„Porsche des Ostens“ wird 40

Flott auf der Piste: der Skoda 130 RS (1976). Foto: Auto-Medienportal.Net/Skoda

(ampnet) - Einer der erfolgreichsten Rennwagen der 1970er- und 80er-Jahre wird 40 Jahre alt: der Skoda 130 RS.


Der in der Saison 1975 erstmals gestartete Heckmotorwagen wurde gerne als „Porsche des Ostens“ bezeichnet und erzielte in den Folgejahren zahlreiche Topplatzierungen bei Rallyes und Rundstreckenrennen. Größte Triumphe waren der Sieg in der Tourenwagen-Europameisterschaft 1981 sowie der Doppelsieg bei der Rallye Monte Carlo 1977 in der Kategorie bis 1.300 Kubikzentimeter Hubraum.

Der Skoda 130 RS war mit einem 1,3 Liter-Vierzylinder mit OHV-Ventilsteuerung motorisiert, der 140 PS-Motor beschleunigte das Auto auf bis zu 220 km/h. Die rennsportliche Auslegung des Motors erfolgte unter anderem durch zwei Weber-Doppelvergaser, einen Acht-Kanal-Zylinderkopf und die Trockensumpfschmierung.
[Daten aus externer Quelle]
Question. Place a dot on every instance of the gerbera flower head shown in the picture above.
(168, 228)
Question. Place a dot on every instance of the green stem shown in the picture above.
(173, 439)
Zylinder- und Kurbelgehäuse bestanden aus Aluminium, der Zylinderkopf aus Grauguss. Als Getriebe kam ein Vier-Gang-Getriebe zum Einsatz. Anfangs gab es auch eine Version mit fünf Gängen, die jedoch homologationsbedingt ab 1976 nicht mehr eingesetzt wurde.

Triumph im In- und Ausland

Bereits in seiner ersten Rennsaison ging der damals neue Skoda erfolgreich bei Rundstreckenrennen des tschechoslowakischen Friedens- und Freundschaftspokals an den Start: Auf den ersten drei Plätzen der Gesamtwertung landete jeweils ein 130 RS. In den kommenden Jahren folgten auf den Rundstrecken zahlreiche Top-Platzierungen bei renommierten Rennen im In- und Ausland; größter Triumph war der Gesamtsieg in der Tourenwagen-Europameisterschaft 1981, ein Jahr zuvor hatte es bei der EM für den Skoda 130 RS bereits einen dritten Platz gegeben. Für echte Furore sorgte der Skoda 130 RS auch im nationalen und internationalen Rallye-Sport: Bereits in der Debütsaison 1976 gab es erste Siege in Tschechien. Sternstunde für die Marke aus der damaligen Tschechoslowakei war jedoch die Rallye Monte Carlo 1977, wo Skoda der eingangs erwähnte Doppelsieg in der Klasse bis 1,3 Liter gelang.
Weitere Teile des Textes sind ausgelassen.